The recurrent theme here is isolation;  your office isolates you from the world around, a defence mechanism to keep out the hassle and the distractions, but there is a down side.  Over the last year or so in my current role I have tried to find ways of keeping in daily contact with academics throughout BU to be a conduit for their concerns and to listen to their needs.  In truth, I am always interested in and keen to talk about research – my own if anyone will listen, but chiefly other peoples if they are prepared to tell.  So this Wednesday I am about to abandon my office for a month – an office sabbatical if you like – as an experiment into being office-less and to try to enhance my own level of engagement.  Wherever possible my meetings have been switched out of the Office of the Vice Chancellor and between times I will hang out and try to work in the coffee shops and open access spaces across both campuses.  The purpose, well to see what it is like to be office-less for a start, to fight the isolation provided by ones office and ultimately to see if it enhances my accessibility to the people I represent – the academics that make our University strong.  So when you see me about, huddled in the corner of the coffee shop, feel free to stop and talk!

Impact factors or further thoughts on where do I publish?

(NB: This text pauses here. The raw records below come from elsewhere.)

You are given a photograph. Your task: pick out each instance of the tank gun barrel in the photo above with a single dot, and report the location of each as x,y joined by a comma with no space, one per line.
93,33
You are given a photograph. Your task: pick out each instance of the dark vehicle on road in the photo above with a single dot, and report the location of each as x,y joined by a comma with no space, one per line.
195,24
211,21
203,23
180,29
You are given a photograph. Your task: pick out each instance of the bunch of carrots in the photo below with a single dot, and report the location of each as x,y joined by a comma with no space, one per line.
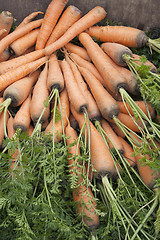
84,96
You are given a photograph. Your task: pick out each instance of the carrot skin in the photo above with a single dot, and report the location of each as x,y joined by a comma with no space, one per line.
40,94
6,41
19,90
6,66
6,21
55,77
128,36
67,19
112,136
14,75
128,152
19,46
93,111
74,93
105,102
116,51
50,19
80,51
113,79
92,17
22,117
58,128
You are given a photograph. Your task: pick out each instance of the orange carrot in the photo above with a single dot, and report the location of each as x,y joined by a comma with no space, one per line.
28,19
105,102
19,46
100,155
11,37
19,90
40,94
147,63
128,152
131,81
50,19
30,130
74,93
113,79
92,17
14,75
6,66
128,36
83,63
22,117
2,126
6,20
82,195
93,111
131,122
145,107
68,18
80,51
116,51
73,122
112,137
61,124
55,77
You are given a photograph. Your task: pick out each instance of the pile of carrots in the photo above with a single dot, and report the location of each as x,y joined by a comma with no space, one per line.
84,89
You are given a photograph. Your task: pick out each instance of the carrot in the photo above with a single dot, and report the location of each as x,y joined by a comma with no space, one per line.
128,152
2,32
2,125
82,195
39,96
22,117
132,84
61,124
28,19
19,90
93,111
5,55
30,130
117,130
50,19
14,75
55,77
131,122
116,52
19,46
84,63
80,51
105,102
92,17
74,93
6,66
73,122
11,37
67,19
100,155
147,63
112,137
6,21
113,79
145,107
128,36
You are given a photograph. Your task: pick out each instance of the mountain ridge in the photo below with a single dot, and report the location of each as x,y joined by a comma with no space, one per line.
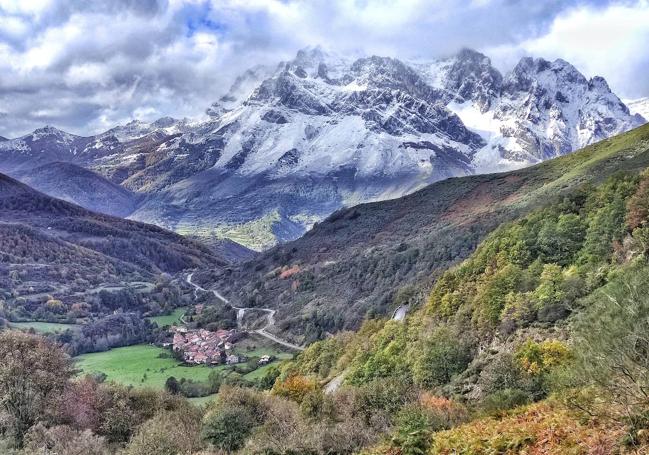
293,143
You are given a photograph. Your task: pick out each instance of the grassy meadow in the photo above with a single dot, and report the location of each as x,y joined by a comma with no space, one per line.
140,366
169,319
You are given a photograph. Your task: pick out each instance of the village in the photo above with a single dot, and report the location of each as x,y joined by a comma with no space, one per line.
203,347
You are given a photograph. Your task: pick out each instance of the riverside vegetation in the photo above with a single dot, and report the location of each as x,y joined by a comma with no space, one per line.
535,343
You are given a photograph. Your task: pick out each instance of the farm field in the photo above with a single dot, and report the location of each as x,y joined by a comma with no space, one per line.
202,401
44,327
140,366
256,346
169,319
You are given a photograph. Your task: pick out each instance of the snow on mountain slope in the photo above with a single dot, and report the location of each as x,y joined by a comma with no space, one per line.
290,144
538,111
639,107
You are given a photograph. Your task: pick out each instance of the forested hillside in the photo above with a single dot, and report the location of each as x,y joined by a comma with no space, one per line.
551,306
534,343
59,260
368,259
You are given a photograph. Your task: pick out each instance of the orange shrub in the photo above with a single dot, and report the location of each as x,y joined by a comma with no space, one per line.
540,429
294,387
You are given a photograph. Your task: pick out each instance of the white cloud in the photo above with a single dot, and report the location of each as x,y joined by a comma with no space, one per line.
612,42
84,66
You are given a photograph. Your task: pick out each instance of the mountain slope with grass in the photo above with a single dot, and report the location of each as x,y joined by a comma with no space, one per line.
81,186
49,245
536,343
369,259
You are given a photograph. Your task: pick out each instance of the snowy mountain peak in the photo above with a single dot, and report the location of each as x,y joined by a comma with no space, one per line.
639,107
290,143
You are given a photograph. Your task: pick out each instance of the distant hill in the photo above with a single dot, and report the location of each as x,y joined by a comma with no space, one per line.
48,243
360,260
81,186
291,143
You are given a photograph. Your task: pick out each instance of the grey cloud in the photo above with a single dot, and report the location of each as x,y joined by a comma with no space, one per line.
133,54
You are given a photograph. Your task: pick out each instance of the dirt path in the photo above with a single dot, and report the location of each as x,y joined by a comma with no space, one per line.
270,318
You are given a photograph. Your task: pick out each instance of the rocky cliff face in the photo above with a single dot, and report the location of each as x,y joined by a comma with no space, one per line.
290,144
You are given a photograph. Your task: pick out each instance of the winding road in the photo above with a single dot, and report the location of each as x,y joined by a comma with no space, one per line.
270,318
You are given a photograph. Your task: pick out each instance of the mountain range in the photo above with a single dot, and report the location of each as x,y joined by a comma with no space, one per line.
367,260
289,145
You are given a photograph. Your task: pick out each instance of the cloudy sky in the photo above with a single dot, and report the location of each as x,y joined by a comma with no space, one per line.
85,66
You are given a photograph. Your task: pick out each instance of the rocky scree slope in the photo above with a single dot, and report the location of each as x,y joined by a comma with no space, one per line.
290,144
368,259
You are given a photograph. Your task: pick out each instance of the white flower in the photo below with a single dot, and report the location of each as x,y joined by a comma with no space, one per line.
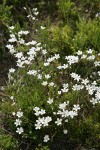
47,76
12,70
92,57
72,59
84,56
13,113
19,114
44,52
19,130
42,112
76,107
65,131
42,27
89,51
79,53
66,120
50,101
51,84
59,92
59,67
19,55
12,27
75,76
58,122
97,63
85,81
18,122
12,97
46,138
39,76
77,87
32,72
56,56
44,83
63,105
12,40
64,66
72,113
46,64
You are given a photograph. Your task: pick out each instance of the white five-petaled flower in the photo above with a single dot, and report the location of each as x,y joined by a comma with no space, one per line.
65,131
58,121
20,130
50,101
12,70
18,122
19,114
46,138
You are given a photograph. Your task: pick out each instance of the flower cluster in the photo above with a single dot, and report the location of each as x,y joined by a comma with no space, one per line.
57,82
18,121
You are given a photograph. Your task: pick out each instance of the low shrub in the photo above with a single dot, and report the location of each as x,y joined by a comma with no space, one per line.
51,100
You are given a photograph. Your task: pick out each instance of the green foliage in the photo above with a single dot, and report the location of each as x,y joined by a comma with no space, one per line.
69,26
87,35
7,142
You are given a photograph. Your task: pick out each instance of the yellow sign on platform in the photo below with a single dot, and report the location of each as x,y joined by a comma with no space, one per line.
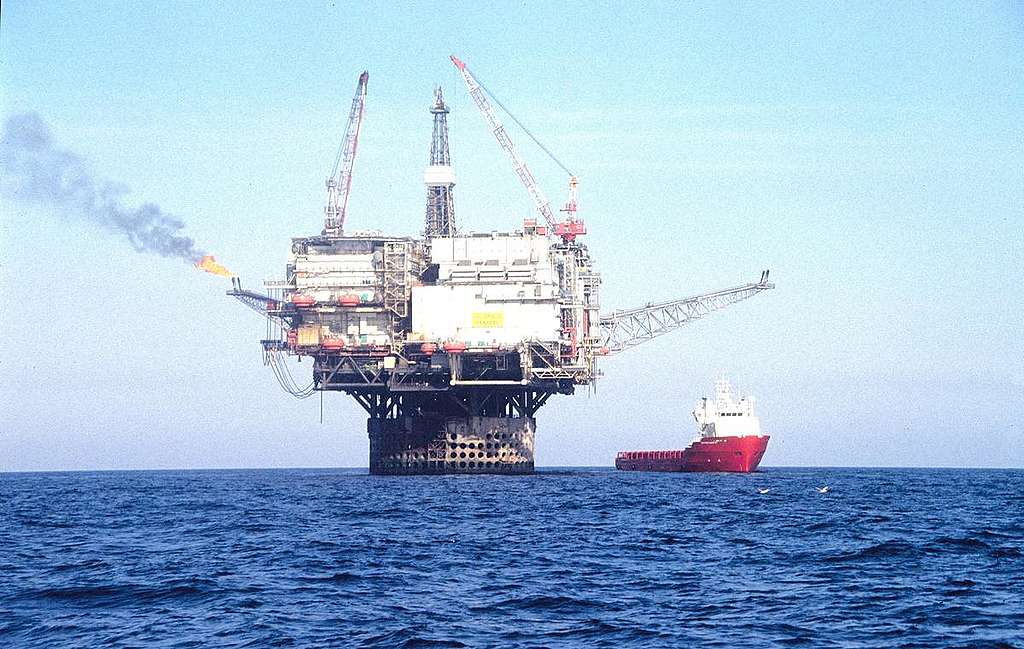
488,319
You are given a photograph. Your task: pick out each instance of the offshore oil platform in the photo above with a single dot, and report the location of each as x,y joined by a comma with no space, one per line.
453,341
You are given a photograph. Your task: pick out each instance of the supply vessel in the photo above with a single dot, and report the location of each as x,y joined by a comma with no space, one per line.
452,340
728,439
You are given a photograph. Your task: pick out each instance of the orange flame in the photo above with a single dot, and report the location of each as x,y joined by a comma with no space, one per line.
209,264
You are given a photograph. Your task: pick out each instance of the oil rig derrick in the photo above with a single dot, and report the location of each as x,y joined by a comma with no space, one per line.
438,176
452,342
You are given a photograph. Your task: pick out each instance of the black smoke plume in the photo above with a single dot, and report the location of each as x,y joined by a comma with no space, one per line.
34,170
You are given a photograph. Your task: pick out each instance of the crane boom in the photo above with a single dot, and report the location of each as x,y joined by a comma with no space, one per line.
625,329
498,129
340,181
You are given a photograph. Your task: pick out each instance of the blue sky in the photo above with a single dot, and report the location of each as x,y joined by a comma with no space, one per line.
870,155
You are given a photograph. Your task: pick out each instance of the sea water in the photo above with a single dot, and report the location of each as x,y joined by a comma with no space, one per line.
564,558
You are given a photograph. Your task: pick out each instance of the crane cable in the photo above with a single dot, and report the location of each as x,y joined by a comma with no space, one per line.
525,130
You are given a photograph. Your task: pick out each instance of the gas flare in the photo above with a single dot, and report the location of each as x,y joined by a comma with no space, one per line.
209,264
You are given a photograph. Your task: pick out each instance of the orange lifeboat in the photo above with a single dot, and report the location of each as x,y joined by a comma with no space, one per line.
333,343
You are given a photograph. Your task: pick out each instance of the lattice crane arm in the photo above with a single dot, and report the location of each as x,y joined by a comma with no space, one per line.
498,130
625,329
340,180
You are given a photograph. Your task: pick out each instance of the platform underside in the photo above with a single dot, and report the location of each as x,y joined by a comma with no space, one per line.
424,445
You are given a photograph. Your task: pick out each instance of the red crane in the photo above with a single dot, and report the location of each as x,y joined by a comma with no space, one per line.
567,229
340,180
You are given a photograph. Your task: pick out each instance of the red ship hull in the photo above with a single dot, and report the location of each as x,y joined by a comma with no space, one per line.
735,455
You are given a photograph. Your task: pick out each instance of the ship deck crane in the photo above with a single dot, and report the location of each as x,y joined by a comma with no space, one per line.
567,229
340,180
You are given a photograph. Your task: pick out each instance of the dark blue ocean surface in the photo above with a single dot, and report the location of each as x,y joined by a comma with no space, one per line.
890,558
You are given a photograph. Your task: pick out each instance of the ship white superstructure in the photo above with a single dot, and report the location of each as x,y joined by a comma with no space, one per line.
726,415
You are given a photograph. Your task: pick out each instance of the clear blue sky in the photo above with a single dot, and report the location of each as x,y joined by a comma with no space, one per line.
870,155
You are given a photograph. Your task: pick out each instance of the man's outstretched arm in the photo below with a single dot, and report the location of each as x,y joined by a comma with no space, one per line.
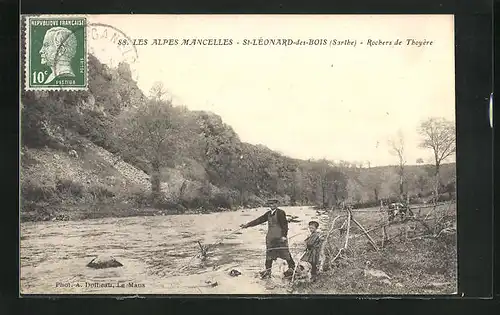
283,222
259,220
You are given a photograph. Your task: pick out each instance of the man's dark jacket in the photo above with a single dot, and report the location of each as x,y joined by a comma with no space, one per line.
281,215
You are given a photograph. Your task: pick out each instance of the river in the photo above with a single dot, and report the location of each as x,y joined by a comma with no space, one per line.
156,253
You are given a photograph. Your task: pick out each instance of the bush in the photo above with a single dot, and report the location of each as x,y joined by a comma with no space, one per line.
32,191
69,187
141,198
222,200
100,192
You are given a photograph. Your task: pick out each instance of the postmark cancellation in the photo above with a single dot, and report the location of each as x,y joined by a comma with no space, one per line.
56,55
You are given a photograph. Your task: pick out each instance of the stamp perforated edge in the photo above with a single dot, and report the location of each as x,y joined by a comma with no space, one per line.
26,54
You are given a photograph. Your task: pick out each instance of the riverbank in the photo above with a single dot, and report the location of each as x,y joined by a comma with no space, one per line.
411,262
420,266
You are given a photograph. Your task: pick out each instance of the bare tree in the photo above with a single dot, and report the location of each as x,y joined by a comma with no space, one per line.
438,134
397,148
157,91
151,131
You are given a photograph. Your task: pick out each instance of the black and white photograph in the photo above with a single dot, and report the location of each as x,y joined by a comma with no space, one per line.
238,155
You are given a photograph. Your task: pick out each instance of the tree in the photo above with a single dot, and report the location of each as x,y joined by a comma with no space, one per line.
438,134
151,131
157,91
397,148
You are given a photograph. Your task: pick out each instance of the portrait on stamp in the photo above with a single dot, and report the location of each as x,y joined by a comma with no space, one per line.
56,53
238,154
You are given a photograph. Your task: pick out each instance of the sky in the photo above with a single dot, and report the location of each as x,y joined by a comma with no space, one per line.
334,102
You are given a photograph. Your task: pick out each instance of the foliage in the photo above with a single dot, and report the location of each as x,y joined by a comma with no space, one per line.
155,136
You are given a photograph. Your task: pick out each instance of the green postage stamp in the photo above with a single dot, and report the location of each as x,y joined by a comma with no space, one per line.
56,53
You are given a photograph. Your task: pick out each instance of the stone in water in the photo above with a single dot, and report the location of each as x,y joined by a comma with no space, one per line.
102,262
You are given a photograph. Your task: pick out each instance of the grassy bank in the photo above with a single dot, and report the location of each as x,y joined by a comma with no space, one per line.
415,261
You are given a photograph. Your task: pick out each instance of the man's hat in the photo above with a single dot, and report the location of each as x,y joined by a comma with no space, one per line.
271,202
315,223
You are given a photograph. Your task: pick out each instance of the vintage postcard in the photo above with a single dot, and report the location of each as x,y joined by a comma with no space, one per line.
237,154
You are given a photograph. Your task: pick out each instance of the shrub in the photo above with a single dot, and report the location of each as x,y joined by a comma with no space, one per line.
100,192
32,191
69,187
222,200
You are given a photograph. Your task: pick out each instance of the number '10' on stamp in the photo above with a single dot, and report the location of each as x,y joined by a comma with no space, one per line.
56,53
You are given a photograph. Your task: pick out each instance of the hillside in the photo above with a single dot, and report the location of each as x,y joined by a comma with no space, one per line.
82,157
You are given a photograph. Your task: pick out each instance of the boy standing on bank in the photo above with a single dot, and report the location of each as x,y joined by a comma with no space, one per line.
313,248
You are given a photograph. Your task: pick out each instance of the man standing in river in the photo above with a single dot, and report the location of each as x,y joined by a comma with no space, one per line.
276,238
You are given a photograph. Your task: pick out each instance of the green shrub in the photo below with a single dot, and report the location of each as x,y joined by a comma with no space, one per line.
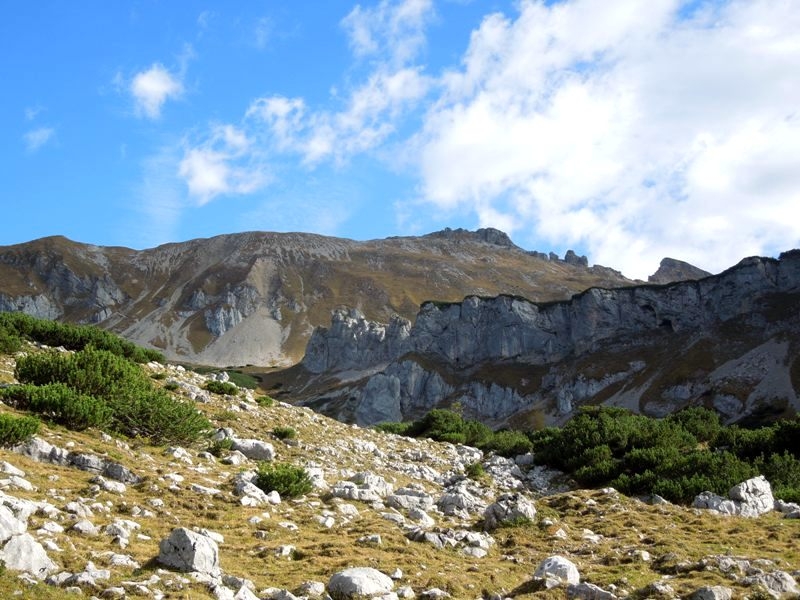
136,407
289,481
394,427
243,380
220,447
74,337
453,437
477,434
222,387
9,342
704,424
436,424
265,401
509,443
15,430
284,433
60,404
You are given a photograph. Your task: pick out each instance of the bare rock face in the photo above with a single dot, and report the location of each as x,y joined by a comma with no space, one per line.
499,357
557,570
359,582
508,508
671,270
750,498
23,553
186,550
254,298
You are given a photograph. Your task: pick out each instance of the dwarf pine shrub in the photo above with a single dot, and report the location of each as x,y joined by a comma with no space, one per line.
222,387
15,430
60,404
73,337
284,433
286,479
135,407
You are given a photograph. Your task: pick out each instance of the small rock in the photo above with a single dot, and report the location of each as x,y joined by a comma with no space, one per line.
186,550
716,592
359,582
555,570
23,553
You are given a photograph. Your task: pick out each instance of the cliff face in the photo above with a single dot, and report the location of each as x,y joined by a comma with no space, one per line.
728,341
254,298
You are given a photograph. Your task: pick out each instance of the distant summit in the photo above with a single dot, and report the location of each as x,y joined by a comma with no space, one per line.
255,297
672,269
488,235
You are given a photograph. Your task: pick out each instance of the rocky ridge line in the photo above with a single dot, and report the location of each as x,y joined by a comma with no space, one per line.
385,370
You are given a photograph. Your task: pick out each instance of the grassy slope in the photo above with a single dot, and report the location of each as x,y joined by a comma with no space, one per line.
625,524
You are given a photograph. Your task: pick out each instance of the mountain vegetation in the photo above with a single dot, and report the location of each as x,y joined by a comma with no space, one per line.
95,506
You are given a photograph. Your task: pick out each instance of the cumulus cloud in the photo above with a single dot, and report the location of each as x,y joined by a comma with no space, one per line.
634,129
392,33
220,165
152,88
36,138
393,30
366,122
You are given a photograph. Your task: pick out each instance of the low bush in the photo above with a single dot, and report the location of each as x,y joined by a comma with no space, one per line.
284,433
9,342
15,430
677,457
135,406
60,404
289,481
394,427
265,401
73,337
222,387
220,447
447,426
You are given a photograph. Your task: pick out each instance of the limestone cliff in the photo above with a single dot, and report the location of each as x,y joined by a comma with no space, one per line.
728,341
254,298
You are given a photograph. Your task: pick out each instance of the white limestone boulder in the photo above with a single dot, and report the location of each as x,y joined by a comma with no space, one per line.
254,449
186,550
556,570
23,553
359,582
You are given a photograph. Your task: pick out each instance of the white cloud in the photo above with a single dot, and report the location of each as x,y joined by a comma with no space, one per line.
153,87
393,30
220,165
262,33
626,129
36,138
31,112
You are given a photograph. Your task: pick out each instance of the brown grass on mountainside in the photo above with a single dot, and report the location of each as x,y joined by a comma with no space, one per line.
605,533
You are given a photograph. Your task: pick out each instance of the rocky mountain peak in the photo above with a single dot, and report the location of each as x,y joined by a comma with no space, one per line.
488,235
672,269
255,297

I came across this brilliant paper in Proceedings of the National Academy of Sciences (PNAS) this weekend.  An elegantly written plea for research to be assessed on its quality not the impact factor of the journal in which it is published.  As the authors state ‘we must forego using impact factors as a proxy for excellence and replace them with in-depth analyses of the science produced.’  As the article outlines impact factors where developed by the Institute for Scientific Information (ISI) originally as an aid to librarians making decision about which journals to purchase.  Today it is part of the decision making process for many academics that surrounds where to publish being held as a proxy for journal prestige.  As the Eve and her colleagues point out ‘the least important paper published in a journal shares the impact factor with the most important papers in the same journal’, and therefore the impact factor of a journal may not accurately reflect the quality of all the work within it and as such is a flawed proxy.

You only have to go back a couple of years to find a fierce debate about the use of bibliometrics within REF2014, something which has been reduced in the final submission framework to a few select units of assessment where citation date will be used.  In fact the REF codes make an explicit statement that quality assessment of an output will be made on the basis of the quality of the research not any perceived journal ranking system whether it be impact factors or the ABS list (Association of Business Schools).  This is to be applauded, but can you take natural journal prejudices, based on things like the ABS list, impact factors or for that matter subject convention, out of the academics undertaking the reviews?  Having now chaired one of our mock assessment panels I am left wondering whether you can?  It will pose a serious challenge to the objectivity and veracity of the REF if one can’t.

Despite this reservation the plea made by Eve and her colleagues is to be welcomed; research should be published where it is best suited, will get read by the people who need to read it within ones discipline, where it will encourage debate and in turn drive further research.  It does not make the decision of where to publish any easier for early career academics, but I would encourage all those involved in providing advice to them, to read the impassioned plea made by Eve and her colleagues and move from default references to impact factors and ranking lists.